Mari kita bertanya pada diri kita sendiri:
– Apa yang paling sering saya cari dalam hidup ini?
– Siapa yang paling saya kejar: Tuhan atau dunia?
– Waktu saya habis untuk apa: untuk Tuhan atau untuk yang lain?

Hari ini Tuhan berkata kepada kita: “Carilah Aku.”
Bukan nanti. Bukan kalau sudah siap. Bukan kalau sudah tidak sibuk. Tetapi sekarang.

Karena keselamatan tidak bisa ditunda. Pemulihan tidak bisa ditunda. Pertobatan tidak bisa ditunda. Risiko menunda terlalu besar. Seperti rumah si kakek yang runtuh karena menunda, demikian juga iman kita bisa runtuh kalau kita terus menunda mencari Tuhan.

Mari kita memilih dengan sadar:
Carilah Tuhan, jangan yang lain.
Carilah hadirat-Nya, bukan hanya hiburan.
Carilah kehendak-Nya, bukan hanya kenyamanan.
Carilah kasih-Nya, bukan hanya kesenangan.

Kiranya masa muda kita tidak dihabiskan untuk mencari yang fana, tetapi dipakai untuk mengenal Tuhan yang kekal.
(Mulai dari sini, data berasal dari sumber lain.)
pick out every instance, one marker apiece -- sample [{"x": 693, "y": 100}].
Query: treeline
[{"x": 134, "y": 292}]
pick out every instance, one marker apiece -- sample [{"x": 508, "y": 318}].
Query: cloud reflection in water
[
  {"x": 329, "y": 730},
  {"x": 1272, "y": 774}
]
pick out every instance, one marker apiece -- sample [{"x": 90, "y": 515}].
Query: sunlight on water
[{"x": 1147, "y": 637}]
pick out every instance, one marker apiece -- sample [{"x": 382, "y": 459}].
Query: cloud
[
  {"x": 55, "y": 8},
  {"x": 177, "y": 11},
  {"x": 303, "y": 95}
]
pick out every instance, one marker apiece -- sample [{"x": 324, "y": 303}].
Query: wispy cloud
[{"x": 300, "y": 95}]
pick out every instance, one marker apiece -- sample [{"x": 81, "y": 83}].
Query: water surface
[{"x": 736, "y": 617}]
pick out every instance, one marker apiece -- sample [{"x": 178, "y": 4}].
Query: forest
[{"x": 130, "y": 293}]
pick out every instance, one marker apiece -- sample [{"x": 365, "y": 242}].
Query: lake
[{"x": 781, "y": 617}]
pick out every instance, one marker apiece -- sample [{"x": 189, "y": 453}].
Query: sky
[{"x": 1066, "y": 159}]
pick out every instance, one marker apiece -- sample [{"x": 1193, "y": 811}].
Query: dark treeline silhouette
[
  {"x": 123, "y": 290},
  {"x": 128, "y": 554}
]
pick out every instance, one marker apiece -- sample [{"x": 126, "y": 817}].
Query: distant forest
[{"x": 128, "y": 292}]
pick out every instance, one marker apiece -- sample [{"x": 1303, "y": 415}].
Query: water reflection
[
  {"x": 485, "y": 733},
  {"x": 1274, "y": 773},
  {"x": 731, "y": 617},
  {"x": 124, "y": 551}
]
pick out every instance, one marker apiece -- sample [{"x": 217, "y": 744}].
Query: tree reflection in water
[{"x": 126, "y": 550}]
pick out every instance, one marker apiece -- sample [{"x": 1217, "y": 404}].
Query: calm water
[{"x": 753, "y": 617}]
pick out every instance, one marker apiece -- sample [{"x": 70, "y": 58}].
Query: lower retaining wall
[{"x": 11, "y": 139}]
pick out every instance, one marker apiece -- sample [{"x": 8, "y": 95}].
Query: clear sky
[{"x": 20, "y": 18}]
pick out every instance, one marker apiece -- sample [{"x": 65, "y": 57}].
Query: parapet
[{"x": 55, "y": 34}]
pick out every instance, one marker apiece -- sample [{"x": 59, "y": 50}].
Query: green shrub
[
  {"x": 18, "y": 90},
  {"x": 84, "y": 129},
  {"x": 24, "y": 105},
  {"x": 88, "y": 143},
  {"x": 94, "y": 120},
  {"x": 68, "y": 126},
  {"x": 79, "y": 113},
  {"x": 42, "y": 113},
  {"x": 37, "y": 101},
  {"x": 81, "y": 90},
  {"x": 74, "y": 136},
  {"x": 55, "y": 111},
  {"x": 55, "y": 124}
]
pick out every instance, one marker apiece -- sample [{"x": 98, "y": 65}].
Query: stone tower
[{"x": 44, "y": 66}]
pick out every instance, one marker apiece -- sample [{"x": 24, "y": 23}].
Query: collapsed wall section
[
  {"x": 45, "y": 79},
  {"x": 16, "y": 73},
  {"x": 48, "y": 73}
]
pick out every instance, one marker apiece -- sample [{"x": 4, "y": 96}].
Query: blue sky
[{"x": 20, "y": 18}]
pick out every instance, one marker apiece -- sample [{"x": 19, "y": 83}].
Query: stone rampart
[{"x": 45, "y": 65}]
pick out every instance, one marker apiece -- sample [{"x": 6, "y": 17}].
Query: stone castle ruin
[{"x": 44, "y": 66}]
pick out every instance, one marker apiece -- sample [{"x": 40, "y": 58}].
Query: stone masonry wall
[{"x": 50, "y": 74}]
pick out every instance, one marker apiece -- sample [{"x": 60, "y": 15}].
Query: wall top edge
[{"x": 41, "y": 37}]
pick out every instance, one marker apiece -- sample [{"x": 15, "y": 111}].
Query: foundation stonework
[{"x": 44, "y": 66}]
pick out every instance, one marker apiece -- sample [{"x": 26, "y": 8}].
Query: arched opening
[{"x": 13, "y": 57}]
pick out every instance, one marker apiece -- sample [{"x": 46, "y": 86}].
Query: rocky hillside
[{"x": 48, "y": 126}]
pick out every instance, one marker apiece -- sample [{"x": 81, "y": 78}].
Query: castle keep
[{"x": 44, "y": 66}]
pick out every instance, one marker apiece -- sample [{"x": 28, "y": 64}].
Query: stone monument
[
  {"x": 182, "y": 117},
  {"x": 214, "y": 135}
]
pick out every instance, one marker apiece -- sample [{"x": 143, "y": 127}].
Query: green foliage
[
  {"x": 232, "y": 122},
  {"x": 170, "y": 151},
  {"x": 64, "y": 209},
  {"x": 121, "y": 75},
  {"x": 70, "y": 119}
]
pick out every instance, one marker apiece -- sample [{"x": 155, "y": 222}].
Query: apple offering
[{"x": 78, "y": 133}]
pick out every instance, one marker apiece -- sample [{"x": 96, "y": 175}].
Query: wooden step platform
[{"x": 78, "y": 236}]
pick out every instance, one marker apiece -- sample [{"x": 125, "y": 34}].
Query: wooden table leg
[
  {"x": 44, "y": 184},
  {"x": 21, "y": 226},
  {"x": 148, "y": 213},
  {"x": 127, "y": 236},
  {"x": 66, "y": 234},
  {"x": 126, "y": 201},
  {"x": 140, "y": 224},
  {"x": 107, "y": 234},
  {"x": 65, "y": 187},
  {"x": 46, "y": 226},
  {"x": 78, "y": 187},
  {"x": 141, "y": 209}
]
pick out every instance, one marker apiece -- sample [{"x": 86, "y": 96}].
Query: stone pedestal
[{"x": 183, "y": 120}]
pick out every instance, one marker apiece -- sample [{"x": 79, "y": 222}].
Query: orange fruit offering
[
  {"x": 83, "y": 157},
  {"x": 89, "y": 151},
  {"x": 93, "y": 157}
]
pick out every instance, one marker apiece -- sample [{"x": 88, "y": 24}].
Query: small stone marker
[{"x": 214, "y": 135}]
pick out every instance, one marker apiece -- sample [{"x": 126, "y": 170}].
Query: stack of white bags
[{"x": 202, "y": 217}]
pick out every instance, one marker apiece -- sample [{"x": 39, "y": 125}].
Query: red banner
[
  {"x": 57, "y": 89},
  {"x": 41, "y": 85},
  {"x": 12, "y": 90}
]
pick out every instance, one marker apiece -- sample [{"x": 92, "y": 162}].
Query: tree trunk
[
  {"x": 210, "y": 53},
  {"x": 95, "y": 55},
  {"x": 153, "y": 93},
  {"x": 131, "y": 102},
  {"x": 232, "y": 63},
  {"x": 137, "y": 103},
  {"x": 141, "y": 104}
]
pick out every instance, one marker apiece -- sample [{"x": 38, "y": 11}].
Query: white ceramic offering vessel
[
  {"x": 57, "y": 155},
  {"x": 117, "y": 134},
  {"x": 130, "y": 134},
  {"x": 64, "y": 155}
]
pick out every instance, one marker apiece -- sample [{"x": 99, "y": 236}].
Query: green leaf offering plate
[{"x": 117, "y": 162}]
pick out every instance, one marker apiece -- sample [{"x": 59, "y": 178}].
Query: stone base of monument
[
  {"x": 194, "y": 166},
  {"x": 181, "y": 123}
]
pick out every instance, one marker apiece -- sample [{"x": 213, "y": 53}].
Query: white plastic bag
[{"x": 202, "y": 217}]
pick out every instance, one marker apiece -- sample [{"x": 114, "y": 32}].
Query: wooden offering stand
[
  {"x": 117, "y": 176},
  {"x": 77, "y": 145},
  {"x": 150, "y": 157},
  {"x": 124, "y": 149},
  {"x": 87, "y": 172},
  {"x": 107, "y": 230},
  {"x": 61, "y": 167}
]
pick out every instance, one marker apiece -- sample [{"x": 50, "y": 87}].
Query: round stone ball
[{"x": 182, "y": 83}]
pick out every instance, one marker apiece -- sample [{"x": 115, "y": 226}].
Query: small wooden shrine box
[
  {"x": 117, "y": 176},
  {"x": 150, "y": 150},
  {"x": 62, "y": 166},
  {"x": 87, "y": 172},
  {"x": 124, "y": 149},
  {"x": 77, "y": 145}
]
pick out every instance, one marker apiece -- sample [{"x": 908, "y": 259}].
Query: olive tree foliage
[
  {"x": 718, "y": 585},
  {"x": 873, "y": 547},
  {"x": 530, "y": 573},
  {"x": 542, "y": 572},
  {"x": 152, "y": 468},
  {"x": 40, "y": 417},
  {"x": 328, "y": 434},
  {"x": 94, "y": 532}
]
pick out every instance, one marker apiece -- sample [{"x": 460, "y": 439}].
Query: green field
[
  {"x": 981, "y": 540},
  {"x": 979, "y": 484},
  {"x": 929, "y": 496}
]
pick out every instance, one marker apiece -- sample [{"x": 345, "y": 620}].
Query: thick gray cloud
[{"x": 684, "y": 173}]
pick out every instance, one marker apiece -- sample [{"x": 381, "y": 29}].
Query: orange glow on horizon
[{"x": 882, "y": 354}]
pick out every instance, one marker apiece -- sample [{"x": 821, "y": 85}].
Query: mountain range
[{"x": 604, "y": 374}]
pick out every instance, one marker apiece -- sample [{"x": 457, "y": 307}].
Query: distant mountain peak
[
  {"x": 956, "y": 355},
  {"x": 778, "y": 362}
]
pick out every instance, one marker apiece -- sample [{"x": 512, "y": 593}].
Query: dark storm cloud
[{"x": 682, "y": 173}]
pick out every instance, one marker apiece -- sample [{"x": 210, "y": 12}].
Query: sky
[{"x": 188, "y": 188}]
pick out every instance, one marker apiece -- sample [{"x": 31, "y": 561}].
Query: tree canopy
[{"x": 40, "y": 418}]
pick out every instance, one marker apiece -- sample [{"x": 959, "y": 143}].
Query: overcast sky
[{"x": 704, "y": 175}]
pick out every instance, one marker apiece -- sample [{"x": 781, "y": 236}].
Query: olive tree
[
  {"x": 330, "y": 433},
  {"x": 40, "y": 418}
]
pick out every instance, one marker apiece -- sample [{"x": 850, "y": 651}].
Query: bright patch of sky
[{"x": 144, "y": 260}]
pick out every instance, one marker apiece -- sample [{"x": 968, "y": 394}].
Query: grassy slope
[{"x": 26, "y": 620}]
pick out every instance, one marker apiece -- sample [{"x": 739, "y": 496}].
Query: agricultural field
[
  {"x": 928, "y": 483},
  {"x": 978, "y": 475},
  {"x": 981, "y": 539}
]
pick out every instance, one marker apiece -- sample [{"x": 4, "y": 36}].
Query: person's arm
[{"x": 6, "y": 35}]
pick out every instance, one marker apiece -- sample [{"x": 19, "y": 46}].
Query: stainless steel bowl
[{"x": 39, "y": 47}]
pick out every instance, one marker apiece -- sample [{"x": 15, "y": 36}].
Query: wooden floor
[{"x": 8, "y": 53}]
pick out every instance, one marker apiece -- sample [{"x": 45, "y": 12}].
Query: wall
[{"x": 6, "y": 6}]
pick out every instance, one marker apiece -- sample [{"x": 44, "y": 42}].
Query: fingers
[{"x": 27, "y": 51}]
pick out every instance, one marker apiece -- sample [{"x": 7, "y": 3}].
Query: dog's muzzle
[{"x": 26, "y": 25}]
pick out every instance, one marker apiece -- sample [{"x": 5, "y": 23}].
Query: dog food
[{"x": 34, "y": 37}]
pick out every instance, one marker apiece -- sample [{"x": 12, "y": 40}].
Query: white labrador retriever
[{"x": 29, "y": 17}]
Kiranya hidup kita menjadi bukti bahwa mencari Tuhan tidak pernah sia-sia. Amin.


Doa : Ya Tuhan, kami bersyukur atas firman-Mu hari ini. Ajari kami mencari Engkau lebih dari apa pun, meninggalkan jalan yang menjauhkan kami dari-Mu. Pulihkan hati kami, kuatkan iman kami, dan pimpin langkah masa muda kami agar hidup kami memuliakan nama-Mu. Tolong kami setia dalam doa dan firman, serta berani menolak godaan dunia setiap hari selamanya. Dalam nama Yesus kami berdoa. Amin.